The most common group of ESBLs not belonging to the bla TEM or bla SHV families were termed bla CTX-M , to highlight their ESBLs' greater activity against cefotaxime than against ceftazidime. The presence of nosocomial bla CTX-M-28 -producing Enterobacteriaceae strains has not been reported earlier in Indian hospitals. The sequences of bla CTX-M-28 gene from cephalosporin-resistant Enterobacteriaceae were analyzed. The structural gene encodes a 290 amino-acid protein, which is most related to the bla CTX-M β-lactamases. The conserved K-T-G was identified in the bla CTX-M-28 protein sequence, but significantly, two point mutations (N→T) and (F→S) were identified in the Y-G-N- and S-T-F-K-conserved motifs respectively. These point mutations were seen in all the three sequenced isolates

Keywords: β-lactamases, bla CTX-M-28 , Enterobacteriaceae, ESBL, point mutation

How to cite this article:
Kingsley J, Verghese S. Sequence analysis of bla CTX-M-28 , an ESBL responsible for third-generation cephalosporin resistance in Enterobacteriaceae, for the first time in India. Indian J Pathol Microbiol 2008;51:218-21

How to cite this URL:
Kingsley J, Verghese S. Sequence analysis of bla CTX-M-28 , an ESBL responsible for third-generation cephalosporin resistance in Enterobacteriaceae, for the first time in India. Indian J Pathol Microbiol [serial online] 2008 [cited 2014 Apr 24];51:218-21. Available from: http://www.ijpmonline.org/text.asp?2008/51/2/218/41691



   Introduction Top


The CTX-M β-lactamases are a class of β-lactamases which have been more recently recognized to preferentially hydrolyze cefotaxime (CTX) and were initially reported in the second half of the 1980s. [1] Their rate of dissemination among bacteria in most parts of the world has increased dramatically since 1995. [1] Over the last decade, they have been identified in numerous countries, such as Africa, South America, Asia and Europe. [2]

CTX-M β-lactamases (cefotaximases) are a relatively novel family of plasmid-mediated extended-spectrum cephalosporins and have been classified under Ambler class A. These enzymes generally possess higher levels of hydrolytic activity against cefotaxime than against ceftazidime and are inhibited by clavulanic acid, sulbactam and tazobactam. They also provide resistance to cefepime. [3] On the basis of their amino acid sequences, the phylogenic study reveals 5 major groups of acquired CTX-M enzymes: (i) the CTX-M-1 group, (ii) the CTX-M-2 group, (iii) the CTX-M-8 group, (iv) the CTX-M-9 group and (v) the CTX-M-25 group. [1] Despite their structural diversity, most CTX-M β-lactamases have similar hydrolysis profiles, which include cefotaxime and ceftriaxone but not ceftazidime. [4]

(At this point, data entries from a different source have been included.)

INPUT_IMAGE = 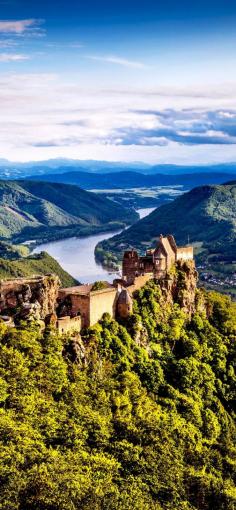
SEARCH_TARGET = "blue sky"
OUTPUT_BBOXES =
[0,0,236,164]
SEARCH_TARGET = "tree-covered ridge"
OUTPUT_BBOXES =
[96,181,236,263]
[0,280,236,510]
[0,252,78,287]
[0,181,138,243]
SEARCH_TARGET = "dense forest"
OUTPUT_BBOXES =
[0,281,236,510]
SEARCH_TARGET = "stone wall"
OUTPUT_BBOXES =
[176,246,193,261]
[127,273,153,295]
[56,316,81,334]
[90,287,117,326]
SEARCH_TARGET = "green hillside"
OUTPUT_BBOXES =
[0,252,78,287]
[96,181,236,294]
[97,183,236,259]
[0,181,138,242]
[0,279,236,510]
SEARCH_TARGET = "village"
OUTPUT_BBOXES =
[0,235,193,334]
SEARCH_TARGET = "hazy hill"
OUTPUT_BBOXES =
[0,252,78,287]
[0,158,236,179]
[26,170,234,189]
[97,182,236,262]
[0,181,138,241]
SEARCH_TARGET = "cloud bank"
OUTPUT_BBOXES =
[0,71,236,163]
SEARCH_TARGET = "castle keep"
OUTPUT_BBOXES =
[0,235,194,334]
[122,235,193,282]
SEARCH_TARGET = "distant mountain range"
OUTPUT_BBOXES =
[0,158,236,179]
[96,181,236,278]
[0,181,139,242]
[26,170,236,190]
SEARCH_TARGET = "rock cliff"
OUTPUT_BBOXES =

Although ESBL-producing strains have been reported by several countries, very few reports of the CTX-M genotypes existing in south India have been published. Infections caused by ESBL-producing strains are increasing in frequency in India. However, only few polymerase chain reaction (PCR)-based surveys of ESBL-producing strains have been performed and reported until now in this country. The present prospective study was done in order to report the prevalence of ESBL-producing Enterobacteriaceae and to characterize the types of ESBLs produced by hospital-acquired isolates in south India. This is the first report from India to identify the presence of bla CTX-M-28 -producing Enterobacteriaceae .

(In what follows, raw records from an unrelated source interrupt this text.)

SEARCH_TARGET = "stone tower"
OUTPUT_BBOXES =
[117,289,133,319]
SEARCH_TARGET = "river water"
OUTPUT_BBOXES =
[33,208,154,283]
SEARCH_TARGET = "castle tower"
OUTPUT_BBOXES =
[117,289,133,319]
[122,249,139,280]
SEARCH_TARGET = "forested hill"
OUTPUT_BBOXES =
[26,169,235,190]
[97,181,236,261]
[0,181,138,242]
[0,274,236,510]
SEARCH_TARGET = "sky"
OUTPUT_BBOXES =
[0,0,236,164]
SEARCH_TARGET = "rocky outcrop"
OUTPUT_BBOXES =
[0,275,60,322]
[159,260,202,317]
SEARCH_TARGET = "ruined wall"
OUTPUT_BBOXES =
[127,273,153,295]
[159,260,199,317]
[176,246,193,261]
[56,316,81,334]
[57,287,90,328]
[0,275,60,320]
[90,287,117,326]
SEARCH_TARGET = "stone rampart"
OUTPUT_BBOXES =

   Materials And Methods Top


Clinical isolates

A total of 416 clinical isolates were taken for the study. They included 111 Klebsiella sps, 117 Enterobacter sps and 188 E. coli . All 416 isolates were nonrepetitive and were collected from 382 patients from June 2005 to May 2007. Among these, 145 isolates were from urine samples, 116 were from endotracheal secretions, 70 were from pus samples, 23 were from sputum samples, 30 were from blood cultures, 10 were from fluid cultures, 3 were from tissue samples and 19 were from central venous line tips. All samples were collected under sterile conditions in sterile containers. All cultures were collected from inpatients admitted to the Adult Intensive Care Unit (AICU) and Pediatric Intensive Care Unit (PICU) of a tertiary care hospital in south India.

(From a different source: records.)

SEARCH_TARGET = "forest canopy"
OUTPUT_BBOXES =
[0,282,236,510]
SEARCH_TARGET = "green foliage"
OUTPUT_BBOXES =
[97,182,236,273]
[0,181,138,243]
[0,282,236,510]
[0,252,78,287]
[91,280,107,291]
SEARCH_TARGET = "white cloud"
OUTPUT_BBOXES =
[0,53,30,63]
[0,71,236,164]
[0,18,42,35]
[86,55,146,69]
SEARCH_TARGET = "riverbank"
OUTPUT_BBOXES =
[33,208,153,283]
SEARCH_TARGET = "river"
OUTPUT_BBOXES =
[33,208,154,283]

Antibiotic susceptibility testing and ESBL-production detection

ESBL production was detected for all collected 416 isolates by the double disc synergy test according to Clinical and Laboratory Standards Institute (CLSI) guidelines. [5] Antibiotic susceptibility of ESBL-producing strains was determined by the disc diffusion method according to the recommendations in CLSI guidelines. [5] The following commercial discs were tested: amoxicillin-clavulanic acid (20, 10 g), cefoxitin (30 g), cefotaxime (30 g), ceftazidime (30 g), gentamicin (10 g), piperacillin-tazobactum (75, 10 g), amikacin (10 g) and imipenem (10 g). The minimum inhibitory concentration (MIC) of ceftazidime and cefotaxime with or without clavulanic acid were determined by using serial twofold dilutions of antibiotics in Mueller-Hinton agar and inocula of 10 5 CFU/mL of bacteria were inoculated per spot.

Plasmid profile identification

The culture was inoculated into 5 mL of Luria-Bertanii (LB) broth and incubated overnight at 37C. Three milliliters of the culture was centrifuged and the cells were pelleted. Plasmid DNA was extracted by boiling-lysis method. [6] Plasmid profile of each strain was checked on 0.7% agarose gel which was run at 5 volts/cm.

Polymerase chain reaction

Entire CTX-M-type gene was amplified for sequencing purposes by using forward primer CTX-M-1-F (5'-GGTTAAAAAATCACTGCGTC-3'; located at positions 3 to 22) and reverse primer CTX-M-15-R (5'-TTACAAACCGTCGGTGACGA-3'; located at positions 876 to 857) as described previously. [7]

Controls used were J53 pMG 267 E. coli (CTX-M-14) [Kindly donated by Dr. George A. Jacoby, USA].

Isoelectric focusing of beta-lactamase

The analytical isoelectric focusing was done using broad-range soluble ampholytes (Biorad) that resolve proteins with pI values between 3.8 and 9.2. The periplasmic β-lactamases were extracted by the procedure that has been previously described. [8] The proteins were then separated according to the isoelectric point, the gels were extruded and the zymograms were developed by using chromogenic cephalosporin as a substrate. Zymograms were developed based on the principle that the intact substrate molecule, which is yellow, turns to pink when the β-lactam bond is broken, so that focused bands with β-lactamase activity appear as pink on a yellow background.

Restriction fragment length polymorphism (RFLP)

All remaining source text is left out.